Meist zeigt sich, dass solche 'Haltungsreserven' ein neues Licht auf die Situation werfen und sich das subjektive Empfinden augenblicklich ändert. Statt einer Haltungsänderung kann auf diese Weise auch eine Verhaltensänderung eingeleitet werden. Dazu überlegt man sich, womit die Kooperation des 'Spielpartners' hervorgelockt werden kann. Das obige Beispiel über die Strategie der Firma illustriert den Vorgang. Was würde man mit solchen sehr guten Kunden machen? Genau das wurde umgesetzt und von Anfang an wurde die Druckerei wegen ihres einzigartigen Service gelobt und die Idee sogar von anderen Firmen der Branche nachgeahmt. Voraussetzung ist aber stets die ehrliche und nachhaltige Absicht, mit dem anderen (hier mit dem Kunden und seinem Bedarf) zu kooperieren. Wer nur den eigenen einseitigen Vorteil sucht, wird damit kaum weiterkommen.

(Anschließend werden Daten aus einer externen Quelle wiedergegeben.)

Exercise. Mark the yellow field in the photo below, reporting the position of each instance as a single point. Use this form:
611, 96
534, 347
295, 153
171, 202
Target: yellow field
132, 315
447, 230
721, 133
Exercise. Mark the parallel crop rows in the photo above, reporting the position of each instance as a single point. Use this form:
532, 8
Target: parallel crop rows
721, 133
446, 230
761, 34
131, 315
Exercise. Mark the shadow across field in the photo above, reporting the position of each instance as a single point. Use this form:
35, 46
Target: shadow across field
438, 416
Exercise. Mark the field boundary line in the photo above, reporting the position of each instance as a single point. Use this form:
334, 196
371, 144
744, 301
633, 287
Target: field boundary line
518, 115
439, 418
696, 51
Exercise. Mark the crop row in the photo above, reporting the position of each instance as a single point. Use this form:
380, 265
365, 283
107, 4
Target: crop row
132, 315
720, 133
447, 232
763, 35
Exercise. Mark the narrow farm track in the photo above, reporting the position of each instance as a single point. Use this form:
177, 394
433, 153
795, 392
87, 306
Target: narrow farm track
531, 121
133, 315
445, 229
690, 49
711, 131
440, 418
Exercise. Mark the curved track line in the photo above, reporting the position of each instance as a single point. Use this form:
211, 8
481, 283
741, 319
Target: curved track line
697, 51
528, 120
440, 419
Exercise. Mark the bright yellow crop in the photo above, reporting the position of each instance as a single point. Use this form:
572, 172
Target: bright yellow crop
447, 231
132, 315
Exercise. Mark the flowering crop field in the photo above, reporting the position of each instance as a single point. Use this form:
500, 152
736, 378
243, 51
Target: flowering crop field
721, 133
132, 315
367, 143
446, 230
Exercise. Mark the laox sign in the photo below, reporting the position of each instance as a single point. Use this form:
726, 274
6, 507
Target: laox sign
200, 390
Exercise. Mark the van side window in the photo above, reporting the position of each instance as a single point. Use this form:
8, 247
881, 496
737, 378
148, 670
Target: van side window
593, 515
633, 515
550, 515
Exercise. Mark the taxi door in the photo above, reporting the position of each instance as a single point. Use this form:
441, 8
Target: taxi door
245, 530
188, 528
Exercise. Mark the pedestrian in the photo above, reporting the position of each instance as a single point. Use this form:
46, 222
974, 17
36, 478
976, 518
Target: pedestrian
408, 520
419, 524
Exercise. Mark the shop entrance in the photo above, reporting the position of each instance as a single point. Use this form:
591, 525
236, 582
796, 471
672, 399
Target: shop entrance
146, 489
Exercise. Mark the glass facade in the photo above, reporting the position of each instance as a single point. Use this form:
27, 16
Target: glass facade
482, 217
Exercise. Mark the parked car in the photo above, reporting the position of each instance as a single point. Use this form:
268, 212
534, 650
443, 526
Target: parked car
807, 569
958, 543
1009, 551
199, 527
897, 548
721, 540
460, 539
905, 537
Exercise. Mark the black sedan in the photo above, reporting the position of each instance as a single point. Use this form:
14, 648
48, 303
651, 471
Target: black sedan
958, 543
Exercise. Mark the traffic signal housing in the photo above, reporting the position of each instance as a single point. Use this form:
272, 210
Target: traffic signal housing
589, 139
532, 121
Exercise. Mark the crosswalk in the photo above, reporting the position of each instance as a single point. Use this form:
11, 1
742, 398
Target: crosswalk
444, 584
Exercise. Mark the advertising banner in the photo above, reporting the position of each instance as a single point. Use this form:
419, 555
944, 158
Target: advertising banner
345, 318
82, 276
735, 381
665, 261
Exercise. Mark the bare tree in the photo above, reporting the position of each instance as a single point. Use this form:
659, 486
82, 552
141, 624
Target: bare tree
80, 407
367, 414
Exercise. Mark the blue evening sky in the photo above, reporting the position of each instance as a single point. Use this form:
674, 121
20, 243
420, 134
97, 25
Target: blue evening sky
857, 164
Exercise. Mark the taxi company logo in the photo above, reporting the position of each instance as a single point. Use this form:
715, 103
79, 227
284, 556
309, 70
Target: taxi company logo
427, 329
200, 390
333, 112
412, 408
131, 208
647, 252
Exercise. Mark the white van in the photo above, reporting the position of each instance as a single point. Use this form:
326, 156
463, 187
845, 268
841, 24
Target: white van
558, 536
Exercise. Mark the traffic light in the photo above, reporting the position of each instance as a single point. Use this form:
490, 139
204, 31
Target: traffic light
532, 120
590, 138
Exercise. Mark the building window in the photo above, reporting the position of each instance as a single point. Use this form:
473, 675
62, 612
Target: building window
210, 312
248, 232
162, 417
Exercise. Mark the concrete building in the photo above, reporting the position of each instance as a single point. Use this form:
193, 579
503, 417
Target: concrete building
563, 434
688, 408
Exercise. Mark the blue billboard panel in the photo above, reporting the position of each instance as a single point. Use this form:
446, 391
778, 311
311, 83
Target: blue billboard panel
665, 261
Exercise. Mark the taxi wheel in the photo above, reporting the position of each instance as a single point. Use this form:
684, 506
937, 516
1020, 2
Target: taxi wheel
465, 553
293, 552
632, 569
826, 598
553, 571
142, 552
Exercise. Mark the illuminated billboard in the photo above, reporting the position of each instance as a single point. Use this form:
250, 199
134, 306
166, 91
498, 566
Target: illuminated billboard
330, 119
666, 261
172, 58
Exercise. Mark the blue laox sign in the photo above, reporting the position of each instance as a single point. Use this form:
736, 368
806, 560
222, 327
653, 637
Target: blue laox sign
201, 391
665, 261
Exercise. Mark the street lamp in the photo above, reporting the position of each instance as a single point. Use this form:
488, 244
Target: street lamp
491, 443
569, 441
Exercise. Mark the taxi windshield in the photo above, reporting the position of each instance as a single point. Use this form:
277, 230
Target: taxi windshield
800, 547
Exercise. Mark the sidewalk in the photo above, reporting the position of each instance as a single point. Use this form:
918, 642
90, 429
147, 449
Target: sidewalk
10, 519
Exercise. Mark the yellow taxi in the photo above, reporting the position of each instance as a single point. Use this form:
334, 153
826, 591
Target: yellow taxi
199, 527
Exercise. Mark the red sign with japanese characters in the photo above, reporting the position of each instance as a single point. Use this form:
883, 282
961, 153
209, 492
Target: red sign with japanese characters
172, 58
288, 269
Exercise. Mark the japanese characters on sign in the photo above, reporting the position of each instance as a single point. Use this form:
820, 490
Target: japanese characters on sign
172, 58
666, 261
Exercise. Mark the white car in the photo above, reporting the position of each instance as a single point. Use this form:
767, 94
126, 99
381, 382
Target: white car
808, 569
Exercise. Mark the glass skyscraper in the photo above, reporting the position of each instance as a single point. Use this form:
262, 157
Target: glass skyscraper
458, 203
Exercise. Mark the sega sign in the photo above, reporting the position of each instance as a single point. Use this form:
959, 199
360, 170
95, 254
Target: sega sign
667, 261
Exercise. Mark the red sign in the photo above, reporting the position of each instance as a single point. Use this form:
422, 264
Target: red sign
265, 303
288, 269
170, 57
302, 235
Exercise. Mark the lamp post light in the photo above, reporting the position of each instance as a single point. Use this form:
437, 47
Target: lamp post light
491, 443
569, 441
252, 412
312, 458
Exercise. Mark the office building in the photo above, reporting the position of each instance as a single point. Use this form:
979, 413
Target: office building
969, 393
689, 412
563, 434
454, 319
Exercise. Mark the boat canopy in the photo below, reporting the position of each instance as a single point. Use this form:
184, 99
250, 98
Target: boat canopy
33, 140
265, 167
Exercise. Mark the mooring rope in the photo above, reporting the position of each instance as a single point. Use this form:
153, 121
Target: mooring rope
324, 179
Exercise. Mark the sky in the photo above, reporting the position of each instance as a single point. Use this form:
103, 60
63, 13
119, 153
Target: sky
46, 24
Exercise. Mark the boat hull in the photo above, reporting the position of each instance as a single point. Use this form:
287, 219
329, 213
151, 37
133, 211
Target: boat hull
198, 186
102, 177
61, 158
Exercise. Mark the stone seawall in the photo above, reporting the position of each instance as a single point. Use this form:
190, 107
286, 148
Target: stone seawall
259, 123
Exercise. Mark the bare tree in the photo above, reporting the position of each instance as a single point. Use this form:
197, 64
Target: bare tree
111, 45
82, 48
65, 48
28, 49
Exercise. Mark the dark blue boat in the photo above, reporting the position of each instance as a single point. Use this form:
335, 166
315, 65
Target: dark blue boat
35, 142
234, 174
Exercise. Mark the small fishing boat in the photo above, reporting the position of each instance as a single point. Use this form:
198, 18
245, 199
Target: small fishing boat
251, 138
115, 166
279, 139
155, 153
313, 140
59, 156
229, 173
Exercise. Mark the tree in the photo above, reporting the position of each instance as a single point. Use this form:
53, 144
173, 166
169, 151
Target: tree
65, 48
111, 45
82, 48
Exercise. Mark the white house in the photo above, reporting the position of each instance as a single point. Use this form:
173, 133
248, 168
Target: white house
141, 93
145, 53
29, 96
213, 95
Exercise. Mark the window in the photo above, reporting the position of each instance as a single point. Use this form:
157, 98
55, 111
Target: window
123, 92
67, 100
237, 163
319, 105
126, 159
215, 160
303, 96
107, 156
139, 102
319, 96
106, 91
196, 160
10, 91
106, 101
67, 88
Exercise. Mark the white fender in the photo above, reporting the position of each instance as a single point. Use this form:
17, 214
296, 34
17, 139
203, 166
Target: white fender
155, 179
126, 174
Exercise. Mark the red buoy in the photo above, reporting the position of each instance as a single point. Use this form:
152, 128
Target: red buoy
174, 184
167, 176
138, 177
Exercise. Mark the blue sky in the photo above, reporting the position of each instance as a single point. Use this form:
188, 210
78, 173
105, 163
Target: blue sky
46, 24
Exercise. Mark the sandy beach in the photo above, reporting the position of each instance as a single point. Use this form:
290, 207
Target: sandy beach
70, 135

Angenommen, ein Vorgesetzter macht Ihnen Druck und möchte, dass Sie mehr arbeiten. Ein Teil seiner Motivation könnte durchaus in Ihrem Interesse sein - vielleicht möchte er Karriere machen, dann würden Sie ebenfalls davon profitieren. Oder er stellt Sie vor eine unlösbar scheinende Aufgabe, dann ist das eine einmalige Gelegenheit, Ihre Grenzen zu testen und etwas Neues dazuzulernen. Was er unter dem Etikett "mehr arbeiten" präsentiert enthält mehrere Teilziele, die einzeln sogar reizvoll und unterstützenswert sein könnten. Kooperation muss nicht heißen, einfach einem 'Befehl' zu folgen, sondern die eigenen Ressourcen kreativ und intelligent einzubringen. Scheint es Ihnen so, dass der andere übertrieben für das eigene Fortkommen kämpft, bieten Sie eine Kooperation an, die es Ihnen selbst auch erlaubt weiterzukommen. Und noch etwas fällt immer wieder auf: sobald man auf Kooperation schaltet und dem anderen entgegenkommt, kann dieser seine Energie zurücknehmen und kompromissbereiter reagieren. Stellt man sich eher stur, wird er meist versuchen, seine Ziele mit noch mehr Energie durchzusetzen und der Druck erhöht sich.

 

Übung:
Probieren Sie das "Tit for Tat" mit eigenen Beispielen.